Немчинов покрутил головой.
– Стыдно признаться, – сказал он, – но я впервые начал понимать, откуда у людей появлялись большие деньги. Думал: ну, накупили барахла, продали, еще накупили, еще продали, уже больше, и так потихоньку богатеют.
– Именно – стыдно! – Дортман наставил на Немчинова палец. – Ты это сказал для красоты слога, а попал в точку! Стыдно! Стыдно нам, что вовремя не опомнились и не сообразили, куда все идет! Чистоплюи! Зато гордимся: мы не имеем к этому отношения, никого не грабили, не убивали! Так и они будто бы никого не грабили, не убивали. Просто мы не сразу сообразили, что грабили – нас с тобой и с нашей же помощью. Да и убивали тоже.
– Ты кого имеешь в виду?
– Никого. Следствие закончено, забудьте. Был такой фильм.
Дортман пьянел на глазах.
– А что, было какое-то следствие? Когда Леонид утонул, как-то ведь расследовали? – Немчинов хватался за остатки еще не угасшего сознания Сергея.
– Никак. Тело не нашли, опросили свидетелей, дело закрыли.
– А слухи эти про любовь Леонида и жены Павла?
– Не слухи. Ирина хотела от Павла уйти. А ведь двое детей уже было, все равно хотела. Такая была любовь. Но не успела – утонул ее любимый в сырой воде. И больше я тебе ничего не скажу. И еще одно: Лёня был мой единственный друг. Первый и последний. Если хочешь знать, после него моя жизнь перестала иметь смысл жизни. Я так его любил, что даже подозревал себя в гомосексуализме. Но потом понял, что это любовь человеческая. Я его любил, как себя. Как идеальное я, понимаешь? Даже в то поганое время никто не мог сказать о нем ни одного плохого слова! Никто!
Дортман уронил голову, некоторое время смотрел в стол и тяжело сопел. Немудрено: в бутылке оставалось на донышке.
Но вот он усилием воли приподнял голову и, запинаясь, сказал:
– Илья. Сейчас я буду непристойно пьян. Поэтому лучше тебе уйти. Но. У тебя есть сто рублей?
– Найдется.
– Дай мне их.
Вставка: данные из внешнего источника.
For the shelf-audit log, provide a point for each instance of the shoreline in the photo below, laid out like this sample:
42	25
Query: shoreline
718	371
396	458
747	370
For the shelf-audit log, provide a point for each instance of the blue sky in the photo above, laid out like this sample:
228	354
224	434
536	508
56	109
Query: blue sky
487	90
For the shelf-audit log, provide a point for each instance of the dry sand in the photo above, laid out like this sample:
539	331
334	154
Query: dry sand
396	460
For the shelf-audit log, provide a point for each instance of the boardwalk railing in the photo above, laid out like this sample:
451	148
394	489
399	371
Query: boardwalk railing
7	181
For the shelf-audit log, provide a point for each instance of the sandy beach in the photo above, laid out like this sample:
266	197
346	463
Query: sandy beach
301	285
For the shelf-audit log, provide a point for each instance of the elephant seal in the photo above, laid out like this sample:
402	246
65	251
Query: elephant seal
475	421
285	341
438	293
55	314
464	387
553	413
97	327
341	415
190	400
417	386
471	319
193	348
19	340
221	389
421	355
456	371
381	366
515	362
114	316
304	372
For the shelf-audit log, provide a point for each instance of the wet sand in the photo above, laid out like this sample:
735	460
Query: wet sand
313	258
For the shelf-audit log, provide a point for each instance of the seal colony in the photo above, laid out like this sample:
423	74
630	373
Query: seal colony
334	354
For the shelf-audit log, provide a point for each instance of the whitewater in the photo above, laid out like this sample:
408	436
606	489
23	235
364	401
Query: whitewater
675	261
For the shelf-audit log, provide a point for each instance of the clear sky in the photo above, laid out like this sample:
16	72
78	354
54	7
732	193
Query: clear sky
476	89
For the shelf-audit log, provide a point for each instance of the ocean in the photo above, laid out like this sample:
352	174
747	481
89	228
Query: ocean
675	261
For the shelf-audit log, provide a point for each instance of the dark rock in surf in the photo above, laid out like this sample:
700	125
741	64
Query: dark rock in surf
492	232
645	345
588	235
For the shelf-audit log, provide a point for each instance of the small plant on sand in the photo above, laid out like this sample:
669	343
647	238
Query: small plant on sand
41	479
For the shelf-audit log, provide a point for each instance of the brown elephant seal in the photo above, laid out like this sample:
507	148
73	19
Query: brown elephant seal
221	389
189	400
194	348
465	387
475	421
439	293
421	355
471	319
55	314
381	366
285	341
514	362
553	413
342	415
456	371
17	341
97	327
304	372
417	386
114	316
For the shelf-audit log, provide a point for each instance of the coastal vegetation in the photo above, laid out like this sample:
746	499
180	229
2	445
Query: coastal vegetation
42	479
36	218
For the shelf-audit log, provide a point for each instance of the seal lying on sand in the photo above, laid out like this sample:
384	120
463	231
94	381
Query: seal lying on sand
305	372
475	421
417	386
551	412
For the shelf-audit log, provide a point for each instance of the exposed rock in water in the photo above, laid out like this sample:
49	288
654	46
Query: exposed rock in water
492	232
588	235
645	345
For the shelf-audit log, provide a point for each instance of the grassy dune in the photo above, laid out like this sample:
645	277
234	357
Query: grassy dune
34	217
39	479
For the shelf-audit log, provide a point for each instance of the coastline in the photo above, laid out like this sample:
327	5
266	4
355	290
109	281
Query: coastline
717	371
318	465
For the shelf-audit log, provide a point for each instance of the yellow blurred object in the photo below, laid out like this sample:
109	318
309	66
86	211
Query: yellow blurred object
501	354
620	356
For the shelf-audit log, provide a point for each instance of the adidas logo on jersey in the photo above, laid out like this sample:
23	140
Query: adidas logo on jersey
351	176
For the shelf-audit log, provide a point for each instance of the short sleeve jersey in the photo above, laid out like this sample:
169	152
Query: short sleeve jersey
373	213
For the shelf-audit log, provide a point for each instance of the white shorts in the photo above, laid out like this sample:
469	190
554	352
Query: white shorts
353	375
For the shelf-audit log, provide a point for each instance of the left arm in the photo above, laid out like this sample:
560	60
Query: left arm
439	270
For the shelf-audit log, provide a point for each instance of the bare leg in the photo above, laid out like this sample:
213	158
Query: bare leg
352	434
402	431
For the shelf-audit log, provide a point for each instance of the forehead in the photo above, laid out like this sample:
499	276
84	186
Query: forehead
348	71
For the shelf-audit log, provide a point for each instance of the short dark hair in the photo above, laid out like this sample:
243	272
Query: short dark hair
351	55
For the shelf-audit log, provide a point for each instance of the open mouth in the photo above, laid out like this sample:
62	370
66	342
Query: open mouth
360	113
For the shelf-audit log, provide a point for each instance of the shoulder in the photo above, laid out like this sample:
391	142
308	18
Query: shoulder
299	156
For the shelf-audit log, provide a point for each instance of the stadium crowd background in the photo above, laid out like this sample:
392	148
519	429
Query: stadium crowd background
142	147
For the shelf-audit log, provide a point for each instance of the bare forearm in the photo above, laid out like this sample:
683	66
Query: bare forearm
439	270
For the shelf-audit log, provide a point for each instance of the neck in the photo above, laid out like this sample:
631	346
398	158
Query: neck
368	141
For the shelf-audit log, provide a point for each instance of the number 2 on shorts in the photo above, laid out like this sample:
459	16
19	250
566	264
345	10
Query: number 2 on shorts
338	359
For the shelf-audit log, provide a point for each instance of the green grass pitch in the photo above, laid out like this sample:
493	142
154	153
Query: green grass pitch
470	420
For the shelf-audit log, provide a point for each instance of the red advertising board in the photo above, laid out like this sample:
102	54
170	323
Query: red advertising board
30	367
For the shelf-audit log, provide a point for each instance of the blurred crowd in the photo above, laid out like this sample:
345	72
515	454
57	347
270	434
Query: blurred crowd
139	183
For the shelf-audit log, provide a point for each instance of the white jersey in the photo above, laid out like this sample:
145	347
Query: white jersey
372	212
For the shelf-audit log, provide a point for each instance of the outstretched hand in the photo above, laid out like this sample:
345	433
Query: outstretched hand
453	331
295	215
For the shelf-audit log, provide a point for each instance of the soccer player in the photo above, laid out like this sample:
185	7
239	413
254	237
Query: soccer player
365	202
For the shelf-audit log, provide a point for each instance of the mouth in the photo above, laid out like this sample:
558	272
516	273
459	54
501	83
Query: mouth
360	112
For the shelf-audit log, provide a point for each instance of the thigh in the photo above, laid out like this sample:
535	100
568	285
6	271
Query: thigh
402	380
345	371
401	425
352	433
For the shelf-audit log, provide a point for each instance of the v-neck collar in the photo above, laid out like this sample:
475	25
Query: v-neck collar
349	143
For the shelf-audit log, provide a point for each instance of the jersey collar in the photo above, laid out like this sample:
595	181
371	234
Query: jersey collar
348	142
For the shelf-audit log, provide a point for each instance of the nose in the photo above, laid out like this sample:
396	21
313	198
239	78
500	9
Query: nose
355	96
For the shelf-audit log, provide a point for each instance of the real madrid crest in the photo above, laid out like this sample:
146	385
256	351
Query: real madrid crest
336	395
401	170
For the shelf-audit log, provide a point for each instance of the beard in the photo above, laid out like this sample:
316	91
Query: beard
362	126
Я сейчас упаду, а потом проснусь, мне будет плохо. Ты в этом виноват, ты принес водку. Поэтому мне понадобятся деньги. На опохмелку. И ты мне их дашь.
– Возьми.
– Положи на видное место.
Илья положил купюру на центр стола и прижал тарелкой. Дортман кивнул.
– Теперь иди. И помни: я тебе ничего не говорил. Дверь захлопни.
– Может, я тебя спать отведу?
– Я еще не дожил до того, чтобы меня… По улицам слона водили, вашу мать. Как видно, напоказ. Ты уйдешь или нет?
Илья ушел.
Он был в состоянии возбужденном, сдержанно восторженном – то есть не допускал еще восторга, но знал, что он предстоит, восторг творчества, восторг явившейся ему настоящей Книги. Конечно, Костяковы ее не примут, но он напишет не для них. Это будет наконец книга для самого себя, для своего поколения, для всех, кто хочет понять наше время и наше место в этом времени. Аванс он вернет, что-нибудь придумает. Мощная и величественная история возникала в его воображении: история братьев – а что может быть важнее и глубже в любом времени и любом контексте, чем история братьев (после, конечно, сюжета об отцах и детях)? «Братья Карамазовы», «Иосиф и его братья», «Братья Лаутензак», «Братья и сестры», не говоря об огромном количестве сюжетов о братьях – у всех народов, включая самую известную историю о Каине и Авеле.